Cops 'on dirty side'
October 19, 2008
By MICHELE MANDEL, Toronto Sun
Patrick Quinn is the first to tell you that he's been on the wrong side of the law for too long, feeding a ravenous drug habit with a steady diet of petty crimes.
But approaching his 35th birthday, with a baby on the way and a girlfriend who gave him an ultimatum to get clean or she'd walk, the roofer decided it was finally time to turn a new page.

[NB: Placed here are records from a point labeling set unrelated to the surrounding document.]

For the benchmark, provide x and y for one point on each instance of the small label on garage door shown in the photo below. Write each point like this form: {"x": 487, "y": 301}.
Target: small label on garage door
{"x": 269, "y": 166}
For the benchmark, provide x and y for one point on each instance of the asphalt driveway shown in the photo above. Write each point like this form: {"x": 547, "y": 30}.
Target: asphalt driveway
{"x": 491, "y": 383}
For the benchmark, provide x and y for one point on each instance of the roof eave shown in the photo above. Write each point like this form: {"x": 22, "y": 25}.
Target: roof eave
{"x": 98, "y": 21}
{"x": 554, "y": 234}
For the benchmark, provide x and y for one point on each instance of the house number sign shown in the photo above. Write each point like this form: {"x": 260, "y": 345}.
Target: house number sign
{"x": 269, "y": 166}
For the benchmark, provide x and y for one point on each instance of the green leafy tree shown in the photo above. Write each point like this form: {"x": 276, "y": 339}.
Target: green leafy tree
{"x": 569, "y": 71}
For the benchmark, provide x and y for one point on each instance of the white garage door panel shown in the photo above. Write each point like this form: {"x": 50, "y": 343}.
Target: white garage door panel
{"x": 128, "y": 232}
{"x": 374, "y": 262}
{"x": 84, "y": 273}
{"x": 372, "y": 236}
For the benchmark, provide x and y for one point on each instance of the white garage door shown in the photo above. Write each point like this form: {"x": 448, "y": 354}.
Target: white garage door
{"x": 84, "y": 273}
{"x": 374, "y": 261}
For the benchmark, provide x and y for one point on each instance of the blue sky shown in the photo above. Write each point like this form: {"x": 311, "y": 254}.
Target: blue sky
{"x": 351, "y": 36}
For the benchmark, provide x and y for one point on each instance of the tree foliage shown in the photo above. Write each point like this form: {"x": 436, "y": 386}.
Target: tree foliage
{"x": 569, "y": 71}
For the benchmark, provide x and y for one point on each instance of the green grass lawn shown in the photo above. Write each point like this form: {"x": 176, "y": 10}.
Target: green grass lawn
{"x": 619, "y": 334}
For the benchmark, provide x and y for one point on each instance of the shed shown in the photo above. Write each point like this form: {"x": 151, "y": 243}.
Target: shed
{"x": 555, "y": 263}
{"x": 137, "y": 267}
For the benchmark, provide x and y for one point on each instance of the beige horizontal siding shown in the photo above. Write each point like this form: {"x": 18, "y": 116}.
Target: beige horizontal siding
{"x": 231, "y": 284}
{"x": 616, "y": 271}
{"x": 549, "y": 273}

"It took me longer to grow up and get my act together than most people," he says sheepishly, as his newborn son, Patrick Jr., sleeps in a corner of their new apartment. "I didn't want to lose her or my son."
'LIFE WAS CHANGING'
He is a wiry man with a small beard on his chin and sweat pants that hang on his thin frame, but the former crack addict says he's been clean now for 14 months with the help of addiction counselling. "My life was changing," Quinn insists. "Finally, things were falling together for me."
His past, though, would not let him go.
It was this past Jan. 15, the day before his birthday, when he was pulled over in Mississauga by Peel police. He wasn't surprised when they arrested him -- because of a "miscommunication." He had missed signing in with his probation officer and knew there was a warrant for him.
It's what followed that he claims left him not only in shock but battered, bruised and burned after more than 12 hours of what he alleges was absolute "torture" by four rogue cops in 12 Division who were intent on beating and Tasering him until he was willing to cough up dirt on criminals he used to know.
On Tuesday, Peel Regional Police and dozens of unnamed officers and the Peel Police Services Board were served with a $9-million lawsuit claiming Quinn was beaten and Tasered in the police station and the assault was covered up by others. None of the allegations have been proven in court.
"We did recently receive the claim," confirms Staff Sgt. Taufic Saliba. "The matter is now before the court and we cannot comment."
Quinn knows his tale of police brutality sounds like something out of an American movie. "These cops are on the dirty side," he claims. "I don't want to sound like a New York TV show, but they are bending rules and breaking rules to whatever suits their needs."
According to his statement of claim, Quinn was beaten by three male and one female officer in an interrogation room at 12 Division after he refused to make a deal to swap freedom for information about former acquaintances dealing guns.
It is the same police station where Sean Reilly, 42, was Tasered and later died during a struggle with four officers in the cell area last month.
While he did grow up with "Twinkie," a Caribana shooter doing time for murder, Quinn told the police he didn't know his friends or their criminal activities. Unconvinced, his interrogators began putting on their black gloves and Quinn says he immediately knew what was coming.
He was pummelled until he could hear his ribs cracking, he says, and was left broken on the floor, vomiting and fighting for breath. More than five hours later, he says they finally agreed to take him to hospital.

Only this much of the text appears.